確かそこはギルティの部屋だ。こんな時間に起きて何をしているのだろう。疑問に思いながらホタルはギルティの部屋の前まで歩いていく。
ドアは少しだけ開いていた。
「ギルティ?」
呼びかけてみたが、返事はない。
ホタルはドアの隙間から室内を覗き込む。ギルティの部屋にも、ホタルの部屋と似たような間取りで家具が並んでいた。
中央に置かれているソファの上に、座っているギルティの背中が見える。
「ギルティ?」
ホタルは再度呼びかける。
その途端、ギルティの体がぐらりと揺れたかと思うと、どたりと派手な音を立ててソファの上に倒れ込んだ。
「え」
ホタルは驚いたが、ギルティはそのまま動かない。
意を決し、ホタルはついにドアを開けて室内に踏み込んだ。走り寄ってギルティの顔を覗き込むと、彼は蒼白な顔でどこかぼんやりしている。

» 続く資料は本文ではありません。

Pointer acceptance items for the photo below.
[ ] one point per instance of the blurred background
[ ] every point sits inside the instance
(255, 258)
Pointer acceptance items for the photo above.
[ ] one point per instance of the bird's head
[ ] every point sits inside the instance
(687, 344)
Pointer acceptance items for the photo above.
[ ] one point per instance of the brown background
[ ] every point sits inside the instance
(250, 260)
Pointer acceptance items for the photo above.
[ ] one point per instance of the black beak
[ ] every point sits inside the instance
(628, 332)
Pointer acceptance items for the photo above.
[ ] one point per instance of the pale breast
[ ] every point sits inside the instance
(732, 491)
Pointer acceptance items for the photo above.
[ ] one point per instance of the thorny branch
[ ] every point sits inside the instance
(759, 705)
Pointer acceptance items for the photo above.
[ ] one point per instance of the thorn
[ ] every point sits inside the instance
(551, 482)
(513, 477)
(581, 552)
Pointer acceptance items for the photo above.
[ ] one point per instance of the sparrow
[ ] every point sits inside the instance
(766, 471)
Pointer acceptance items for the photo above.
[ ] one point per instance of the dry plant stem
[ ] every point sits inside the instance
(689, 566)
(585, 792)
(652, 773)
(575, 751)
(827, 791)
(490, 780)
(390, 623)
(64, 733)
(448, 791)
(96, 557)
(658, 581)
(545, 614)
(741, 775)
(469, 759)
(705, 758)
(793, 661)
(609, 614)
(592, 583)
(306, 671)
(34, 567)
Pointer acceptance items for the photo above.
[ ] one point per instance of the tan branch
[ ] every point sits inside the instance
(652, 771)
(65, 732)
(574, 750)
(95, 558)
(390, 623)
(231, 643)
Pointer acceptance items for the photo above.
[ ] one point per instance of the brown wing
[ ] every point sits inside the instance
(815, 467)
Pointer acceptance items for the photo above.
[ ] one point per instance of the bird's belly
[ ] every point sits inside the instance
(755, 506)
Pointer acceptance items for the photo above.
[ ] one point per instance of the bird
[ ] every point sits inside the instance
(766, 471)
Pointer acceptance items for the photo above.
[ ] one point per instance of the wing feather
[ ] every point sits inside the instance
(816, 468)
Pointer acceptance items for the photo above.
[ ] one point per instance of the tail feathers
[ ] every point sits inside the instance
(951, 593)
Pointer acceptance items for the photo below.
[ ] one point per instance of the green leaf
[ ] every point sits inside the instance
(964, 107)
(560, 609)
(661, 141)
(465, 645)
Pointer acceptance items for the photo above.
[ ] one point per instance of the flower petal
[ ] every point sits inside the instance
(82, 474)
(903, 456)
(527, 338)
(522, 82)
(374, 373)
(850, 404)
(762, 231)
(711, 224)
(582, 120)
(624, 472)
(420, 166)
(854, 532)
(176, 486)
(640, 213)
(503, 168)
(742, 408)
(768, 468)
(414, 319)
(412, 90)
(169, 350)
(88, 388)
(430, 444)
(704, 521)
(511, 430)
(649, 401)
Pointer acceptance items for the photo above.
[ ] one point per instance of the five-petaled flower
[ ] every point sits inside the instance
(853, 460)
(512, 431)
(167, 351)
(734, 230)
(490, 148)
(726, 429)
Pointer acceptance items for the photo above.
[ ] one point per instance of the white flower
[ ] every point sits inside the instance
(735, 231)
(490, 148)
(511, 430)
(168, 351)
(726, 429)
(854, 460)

ホタルは彼の顔の前に手をかざした。息はしているようだ。
「ギルティ? 大丈夫?」
ホタルは呼びかけながら、ふとソファ脇のテーブル上に目をやって……視線を止めた。
そのテーブルいっぱいに、大量な茶色い小瓶が転がっているのが見えたからだ。
ホタルは素早く小瓶のひとつを取り上げて匂いを嗅ぐ。無臭だ。中を覗いてみたが、中身は空だった。だがその底には白い粉がこびりついている。
その瞬間、ギルティがむくりと起き上がった。その両目は虚ろで、焦点があっていない。
「ギルティ?」
突然、ギルティが動いた。
近くにいたホタルはそのままバランスを崩してよろけ、テーブルにぶつかって尻もちをつく。テーブル上の小瓶が数個、音を立てて床に落下した。
ホタルの脇にテーブル上にあった複数の瓶が転がり、その周りに白い粒のようなものがばらばらと散らばってくる。
「なに、これ……」
ホタルはそのひとつを手にとった。そこそこの大きさのある錠剤だ。
「薬?」
ホタルはギルティに再び目を移す。
もしかして、彼はこの大量の小瓶に入っている薬を全て飲んだのだろうか。
だとしたら、一体どれだけの。
何のためかは分からないが、これは自分には対処できそうにない。
そう直感したホタルは弾かれるように身を起こし、ドアを開けて走り出した。
とにかく助けを呼ばなければ。
その足は館長室に向かっていた。